The Immortal Life of Henrietta Lacks, whose skillful writer, researcher and editor, takes use to the small town of Clover, VA where Helen began her life as a sharecropper. She earned a subsistence living, worked the same tobacco land that her grandparents had worked as slaves. We run across Henrietta when she enters the “Health Care Hall of Fame,” as a research team takes biomaterial from Henrietta, never planning to tell her at all what they were going to do with the material.
That they did the same thing to Henrietta’s husband and children is just another of the many examples of dubious African-American/white relations of the 1950s when the encounter happens. Indeed, it takes a full 20 years for the story to unfold as Skloot takes us through the ins and outs of not only the medical research community of the times, but also the knowledge that the family was uncertain of the fate of their ancestor’s biomaterial. The family never realized that HeLa – the stuff not only of viral, bacterial and other studies – was their grandmother’s.
Skloot hints that while the breakthroughs in medicine that have been as a direct result of having access to a pure, mulch-generational root biomaterial, it would also have been nice to have paid the family for the use of Henrietta’s biomaterial, as well as that of other family members from which it was taken and used without their knowledge or recompense.

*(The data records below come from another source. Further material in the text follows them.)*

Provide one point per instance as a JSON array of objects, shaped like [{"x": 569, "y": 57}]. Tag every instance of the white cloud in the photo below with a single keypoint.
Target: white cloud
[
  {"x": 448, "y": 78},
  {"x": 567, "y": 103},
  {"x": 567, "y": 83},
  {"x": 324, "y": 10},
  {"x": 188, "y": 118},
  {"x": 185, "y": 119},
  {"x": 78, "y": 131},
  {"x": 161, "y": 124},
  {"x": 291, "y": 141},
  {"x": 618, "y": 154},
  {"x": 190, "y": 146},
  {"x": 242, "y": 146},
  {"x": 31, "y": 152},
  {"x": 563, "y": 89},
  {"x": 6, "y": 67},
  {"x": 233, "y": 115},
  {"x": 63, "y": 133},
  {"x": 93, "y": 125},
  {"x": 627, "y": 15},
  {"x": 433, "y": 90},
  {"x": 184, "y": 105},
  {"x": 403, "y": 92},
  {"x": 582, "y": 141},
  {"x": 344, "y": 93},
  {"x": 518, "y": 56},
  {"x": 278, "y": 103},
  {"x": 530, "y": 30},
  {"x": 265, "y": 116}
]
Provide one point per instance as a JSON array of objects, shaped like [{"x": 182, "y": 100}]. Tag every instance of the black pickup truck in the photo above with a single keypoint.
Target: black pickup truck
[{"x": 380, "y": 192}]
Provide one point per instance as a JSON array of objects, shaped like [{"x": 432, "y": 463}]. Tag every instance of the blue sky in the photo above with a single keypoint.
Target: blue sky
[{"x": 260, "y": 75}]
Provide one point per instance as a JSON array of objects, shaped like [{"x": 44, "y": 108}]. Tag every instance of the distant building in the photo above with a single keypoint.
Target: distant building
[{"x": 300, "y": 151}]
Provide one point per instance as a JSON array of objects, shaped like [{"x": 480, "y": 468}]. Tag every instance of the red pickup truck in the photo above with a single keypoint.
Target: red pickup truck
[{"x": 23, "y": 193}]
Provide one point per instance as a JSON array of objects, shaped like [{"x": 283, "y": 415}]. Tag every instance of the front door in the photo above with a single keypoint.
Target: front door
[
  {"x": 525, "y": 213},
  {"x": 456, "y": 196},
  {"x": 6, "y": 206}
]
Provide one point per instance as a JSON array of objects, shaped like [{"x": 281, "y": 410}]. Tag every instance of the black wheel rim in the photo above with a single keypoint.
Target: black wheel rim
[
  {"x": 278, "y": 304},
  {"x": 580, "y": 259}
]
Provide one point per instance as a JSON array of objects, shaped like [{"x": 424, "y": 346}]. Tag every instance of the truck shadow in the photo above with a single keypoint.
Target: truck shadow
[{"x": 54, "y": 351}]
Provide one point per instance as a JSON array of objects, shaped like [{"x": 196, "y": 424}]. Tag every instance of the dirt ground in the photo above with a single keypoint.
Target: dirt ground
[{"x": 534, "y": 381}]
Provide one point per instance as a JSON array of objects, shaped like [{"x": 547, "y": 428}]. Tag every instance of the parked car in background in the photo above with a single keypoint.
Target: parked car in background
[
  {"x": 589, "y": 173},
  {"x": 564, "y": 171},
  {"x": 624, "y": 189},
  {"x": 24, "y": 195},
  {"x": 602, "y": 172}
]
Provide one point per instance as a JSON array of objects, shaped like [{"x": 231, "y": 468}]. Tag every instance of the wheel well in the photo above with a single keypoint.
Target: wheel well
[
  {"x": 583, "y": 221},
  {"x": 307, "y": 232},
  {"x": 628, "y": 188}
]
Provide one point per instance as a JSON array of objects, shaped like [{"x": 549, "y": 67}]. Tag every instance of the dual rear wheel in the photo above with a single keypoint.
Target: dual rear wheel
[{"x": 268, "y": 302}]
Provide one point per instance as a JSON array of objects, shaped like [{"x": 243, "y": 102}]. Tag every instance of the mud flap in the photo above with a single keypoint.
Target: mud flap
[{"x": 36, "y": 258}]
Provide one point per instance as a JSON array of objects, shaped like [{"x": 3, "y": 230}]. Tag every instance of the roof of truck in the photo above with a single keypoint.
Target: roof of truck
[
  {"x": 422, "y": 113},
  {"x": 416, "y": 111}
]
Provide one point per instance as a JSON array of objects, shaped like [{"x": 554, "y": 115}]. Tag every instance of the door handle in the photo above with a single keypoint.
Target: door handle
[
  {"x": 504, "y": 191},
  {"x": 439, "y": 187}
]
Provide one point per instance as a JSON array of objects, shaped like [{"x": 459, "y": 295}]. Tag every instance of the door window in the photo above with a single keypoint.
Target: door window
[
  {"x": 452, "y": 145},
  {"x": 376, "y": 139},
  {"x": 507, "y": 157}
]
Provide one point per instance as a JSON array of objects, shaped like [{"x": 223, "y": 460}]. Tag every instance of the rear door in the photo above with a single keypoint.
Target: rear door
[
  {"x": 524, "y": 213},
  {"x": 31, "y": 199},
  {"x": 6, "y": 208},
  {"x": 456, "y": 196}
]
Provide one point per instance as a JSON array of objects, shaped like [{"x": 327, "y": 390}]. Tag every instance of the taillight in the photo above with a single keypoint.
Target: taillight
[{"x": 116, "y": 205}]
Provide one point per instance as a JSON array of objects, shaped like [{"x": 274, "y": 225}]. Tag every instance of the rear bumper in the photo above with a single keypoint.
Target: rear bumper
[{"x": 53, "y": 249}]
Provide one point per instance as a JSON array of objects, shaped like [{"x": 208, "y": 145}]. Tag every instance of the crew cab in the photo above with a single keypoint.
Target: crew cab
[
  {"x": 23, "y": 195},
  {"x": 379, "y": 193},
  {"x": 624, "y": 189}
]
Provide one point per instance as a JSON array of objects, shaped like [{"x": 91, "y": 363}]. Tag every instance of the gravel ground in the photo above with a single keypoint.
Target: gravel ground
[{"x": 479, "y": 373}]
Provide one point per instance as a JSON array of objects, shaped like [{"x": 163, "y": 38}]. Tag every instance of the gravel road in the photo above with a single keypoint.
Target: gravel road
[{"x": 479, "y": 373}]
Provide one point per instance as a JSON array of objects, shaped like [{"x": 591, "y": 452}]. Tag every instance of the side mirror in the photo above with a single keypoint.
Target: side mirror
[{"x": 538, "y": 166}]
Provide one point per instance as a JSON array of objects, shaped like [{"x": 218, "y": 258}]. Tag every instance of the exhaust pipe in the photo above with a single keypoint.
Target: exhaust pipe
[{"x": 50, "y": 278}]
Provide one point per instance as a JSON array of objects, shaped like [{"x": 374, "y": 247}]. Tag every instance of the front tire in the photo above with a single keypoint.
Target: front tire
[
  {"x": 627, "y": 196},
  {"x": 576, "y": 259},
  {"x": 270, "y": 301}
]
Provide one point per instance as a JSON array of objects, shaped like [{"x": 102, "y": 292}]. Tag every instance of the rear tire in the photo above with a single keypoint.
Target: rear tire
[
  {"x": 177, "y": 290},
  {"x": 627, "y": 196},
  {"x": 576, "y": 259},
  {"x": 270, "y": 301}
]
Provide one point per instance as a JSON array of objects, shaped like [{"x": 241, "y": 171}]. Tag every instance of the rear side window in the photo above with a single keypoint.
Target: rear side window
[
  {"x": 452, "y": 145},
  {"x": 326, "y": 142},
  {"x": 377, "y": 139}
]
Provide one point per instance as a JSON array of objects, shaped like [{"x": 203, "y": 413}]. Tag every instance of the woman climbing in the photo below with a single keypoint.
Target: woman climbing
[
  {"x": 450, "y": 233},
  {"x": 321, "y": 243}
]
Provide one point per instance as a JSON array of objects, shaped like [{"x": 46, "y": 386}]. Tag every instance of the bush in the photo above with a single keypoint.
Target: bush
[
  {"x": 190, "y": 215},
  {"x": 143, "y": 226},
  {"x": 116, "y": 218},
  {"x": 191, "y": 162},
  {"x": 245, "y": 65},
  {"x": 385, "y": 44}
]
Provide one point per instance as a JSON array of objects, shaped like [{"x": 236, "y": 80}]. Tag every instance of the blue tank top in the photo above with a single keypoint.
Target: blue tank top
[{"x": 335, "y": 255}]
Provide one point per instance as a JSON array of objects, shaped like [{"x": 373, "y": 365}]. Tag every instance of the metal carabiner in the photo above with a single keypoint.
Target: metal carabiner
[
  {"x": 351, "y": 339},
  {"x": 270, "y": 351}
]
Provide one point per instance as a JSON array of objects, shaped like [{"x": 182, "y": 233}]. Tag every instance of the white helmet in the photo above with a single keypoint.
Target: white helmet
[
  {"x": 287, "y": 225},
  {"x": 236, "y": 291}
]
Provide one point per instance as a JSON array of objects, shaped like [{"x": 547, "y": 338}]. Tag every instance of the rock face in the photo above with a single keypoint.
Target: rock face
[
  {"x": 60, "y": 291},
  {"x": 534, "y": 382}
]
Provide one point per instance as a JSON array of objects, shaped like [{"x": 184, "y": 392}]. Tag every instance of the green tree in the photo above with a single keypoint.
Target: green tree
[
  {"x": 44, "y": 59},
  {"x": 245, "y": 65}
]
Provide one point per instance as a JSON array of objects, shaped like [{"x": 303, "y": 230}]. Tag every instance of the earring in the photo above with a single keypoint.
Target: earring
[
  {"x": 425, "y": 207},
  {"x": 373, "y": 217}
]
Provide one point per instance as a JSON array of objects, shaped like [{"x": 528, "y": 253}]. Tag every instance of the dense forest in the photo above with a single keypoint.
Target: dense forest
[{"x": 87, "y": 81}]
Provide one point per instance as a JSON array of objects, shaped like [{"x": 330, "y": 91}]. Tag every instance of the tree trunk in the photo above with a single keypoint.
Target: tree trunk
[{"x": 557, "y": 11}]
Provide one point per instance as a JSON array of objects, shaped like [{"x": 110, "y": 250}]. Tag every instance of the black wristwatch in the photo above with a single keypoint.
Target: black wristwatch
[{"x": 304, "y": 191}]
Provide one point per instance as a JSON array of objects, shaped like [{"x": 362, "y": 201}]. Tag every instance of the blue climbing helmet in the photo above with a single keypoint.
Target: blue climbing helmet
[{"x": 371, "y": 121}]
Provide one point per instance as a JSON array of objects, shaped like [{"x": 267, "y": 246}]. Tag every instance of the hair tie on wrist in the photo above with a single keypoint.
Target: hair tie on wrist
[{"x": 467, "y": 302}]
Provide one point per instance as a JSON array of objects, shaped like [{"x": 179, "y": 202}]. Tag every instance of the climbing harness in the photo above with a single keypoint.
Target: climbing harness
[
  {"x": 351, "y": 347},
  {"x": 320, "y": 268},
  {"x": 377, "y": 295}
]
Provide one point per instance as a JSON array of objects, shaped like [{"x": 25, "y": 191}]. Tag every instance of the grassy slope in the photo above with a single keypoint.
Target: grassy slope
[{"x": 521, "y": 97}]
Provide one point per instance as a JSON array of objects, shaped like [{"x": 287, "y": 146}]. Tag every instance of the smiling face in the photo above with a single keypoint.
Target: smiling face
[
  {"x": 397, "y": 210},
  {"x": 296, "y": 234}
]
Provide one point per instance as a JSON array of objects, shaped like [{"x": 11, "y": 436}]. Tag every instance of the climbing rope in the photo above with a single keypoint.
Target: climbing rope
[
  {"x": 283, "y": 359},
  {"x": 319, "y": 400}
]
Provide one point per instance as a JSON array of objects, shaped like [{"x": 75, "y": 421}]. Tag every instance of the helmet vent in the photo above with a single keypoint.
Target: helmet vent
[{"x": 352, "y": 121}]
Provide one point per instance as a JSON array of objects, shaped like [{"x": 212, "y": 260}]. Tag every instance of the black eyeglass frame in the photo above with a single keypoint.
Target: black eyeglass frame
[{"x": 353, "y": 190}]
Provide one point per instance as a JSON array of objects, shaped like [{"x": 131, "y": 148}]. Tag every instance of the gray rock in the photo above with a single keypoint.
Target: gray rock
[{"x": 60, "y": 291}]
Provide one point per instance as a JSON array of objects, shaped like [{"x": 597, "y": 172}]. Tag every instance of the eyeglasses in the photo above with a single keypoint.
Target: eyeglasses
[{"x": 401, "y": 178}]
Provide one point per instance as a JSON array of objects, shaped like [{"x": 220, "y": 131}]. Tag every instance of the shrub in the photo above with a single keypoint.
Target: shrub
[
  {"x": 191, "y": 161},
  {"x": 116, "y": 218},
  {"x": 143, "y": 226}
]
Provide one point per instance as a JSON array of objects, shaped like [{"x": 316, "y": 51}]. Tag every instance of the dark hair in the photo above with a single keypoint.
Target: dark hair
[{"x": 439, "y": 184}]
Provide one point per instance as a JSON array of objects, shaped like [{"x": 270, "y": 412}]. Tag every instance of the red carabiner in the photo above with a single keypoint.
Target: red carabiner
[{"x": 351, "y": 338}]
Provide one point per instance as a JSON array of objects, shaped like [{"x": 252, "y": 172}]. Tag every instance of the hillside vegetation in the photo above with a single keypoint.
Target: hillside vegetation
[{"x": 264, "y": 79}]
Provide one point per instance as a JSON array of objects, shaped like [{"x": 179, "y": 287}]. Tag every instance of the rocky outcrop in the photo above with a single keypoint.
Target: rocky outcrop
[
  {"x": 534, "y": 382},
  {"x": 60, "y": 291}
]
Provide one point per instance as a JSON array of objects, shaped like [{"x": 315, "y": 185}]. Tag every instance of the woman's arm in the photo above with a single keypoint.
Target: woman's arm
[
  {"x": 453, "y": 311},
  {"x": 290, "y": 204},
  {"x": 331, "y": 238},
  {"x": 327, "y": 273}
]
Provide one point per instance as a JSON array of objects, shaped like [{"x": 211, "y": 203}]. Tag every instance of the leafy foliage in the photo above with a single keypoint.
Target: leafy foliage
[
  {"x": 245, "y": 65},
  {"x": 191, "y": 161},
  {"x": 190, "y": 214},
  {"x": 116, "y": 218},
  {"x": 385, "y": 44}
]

Skloot puts a human face on HeLa. She has an excellent eye for detail and introduces the family members who, like Henrietta, were never paid, but whose biomaterial was also made part of the testing.
The funny thing is, readers are constantly reminded, that the methods used to “harvest” biomateirals in the 1950s were considered the proper way to handle things in the 1950s when a small needle was inserted into Henrietta’s arm – with the words “little stick” following the insertion. The medical establishment believed it had the right and responsibility to do this.
More to the point, as Skloot indicates through her controlled and deceptively simple, yet effective, writing is a world that is two generations removed from us, when such practices were the norm and not the exception.
It might interest Henrietta to know that if placed on a very big metrical scale, the amount of biomaterial created from that “little stick” is in the millions of metric tons and the work that researchers has been worthwhile.
Skloot is an excellent, accomplished author, who seems to have taken the time to write something a little more insightful than others.